Comments on current draft

Lewins, Lloyd J (llewins@msmail4.hac.com)
21 Nov 1995 15:44:30 -0800

The following are some comments on the latest draft of the 1-sided
chapter:

1) I would prefer to replace the name RMC with something like
"Shared". I find such a name more intuitively descriptive, and
easier to read.

2) I think that we should define a new object for shared objects, and
not overload the existing communicator construct. I see (almost)
no conceptually similarity between the comm and the shared objects.

Such a new
object will ease implementation because the existing Communicator
object will not have to be extended. I cannot see why a regular comm
should be burdened with extra baggage for the shared case. Also,
all functions operating on a shared comm would require extra
argument checking to verify that the comm was a "shared" comm.

By defining a new object, we side step the questions like: what
happens when you split, duplicate, etc. a shared comm. We also side
step questions like the ordering between shared accesses, and
point-to-point messages. This leads to the one disadvantage of my
proposal, which is that MPI_Barrier cannot be overloaded to assure
a global fence.

MPI_RMC_INIT would thus become MPI_SHARED_CREATE.

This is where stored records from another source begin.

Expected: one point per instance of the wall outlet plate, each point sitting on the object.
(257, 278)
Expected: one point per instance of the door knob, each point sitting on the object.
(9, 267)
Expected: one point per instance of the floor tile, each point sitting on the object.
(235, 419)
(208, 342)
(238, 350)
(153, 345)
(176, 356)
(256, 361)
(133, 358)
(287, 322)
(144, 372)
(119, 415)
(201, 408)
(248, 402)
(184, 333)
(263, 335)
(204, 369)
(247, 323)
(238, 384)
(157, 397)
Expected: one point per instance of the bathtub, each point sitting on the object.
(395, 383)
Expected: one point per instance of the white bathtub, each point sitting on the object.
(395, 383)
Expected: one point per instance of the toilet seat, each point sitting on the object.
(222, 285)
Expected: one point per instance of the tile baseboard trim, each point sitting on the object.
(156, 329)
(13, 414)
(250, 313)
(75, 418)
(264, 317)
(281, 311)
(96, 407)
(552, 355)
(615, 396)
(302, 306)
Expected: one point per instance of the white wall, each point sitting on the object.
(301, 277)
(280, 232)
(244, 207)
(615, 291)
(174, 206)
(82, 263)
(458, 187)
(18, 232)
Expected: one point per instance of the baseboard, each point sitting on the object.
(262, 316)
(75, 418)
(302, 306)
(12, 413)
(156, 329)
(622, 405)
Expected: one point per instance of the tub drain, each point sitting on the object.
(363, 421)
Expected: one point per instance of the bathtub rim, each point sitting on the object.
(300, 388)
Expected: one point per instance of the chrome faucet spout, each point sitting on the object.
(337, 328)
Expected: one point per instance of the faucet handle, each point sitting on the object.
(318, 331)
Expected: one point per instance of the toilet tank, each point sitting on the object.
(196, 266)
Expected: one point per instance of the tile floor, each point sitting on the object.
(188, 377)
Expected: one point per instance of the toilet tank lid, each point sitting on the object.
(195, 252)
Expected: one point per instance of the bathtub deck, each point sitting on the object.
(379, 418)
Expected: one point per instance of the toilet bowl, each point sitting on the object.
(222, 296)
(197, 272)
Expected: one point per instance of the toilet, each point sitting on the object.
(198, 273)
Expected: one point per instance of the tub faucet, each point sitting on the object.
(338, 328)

3) I fail to see the reason why arbitrary datatypes were dropped
from the creation of the shared/remote object. While it is true that
the displacements (because they are in bytes), are specific to the
target machine, I don't see the problem. The remote node must
specify a conformant type, with displacements which are appropriate
to the remote machine. Current proposals for sending/receiving types
as ascii will acheive exactly this. By conformant, I mean the
definition we already use for send/recv, i.e., equivelent type
signatures. The real problem is for the simple data types, for
which displacements are not available. In these cases, the
implementation will have to compute appropriate scaling factors.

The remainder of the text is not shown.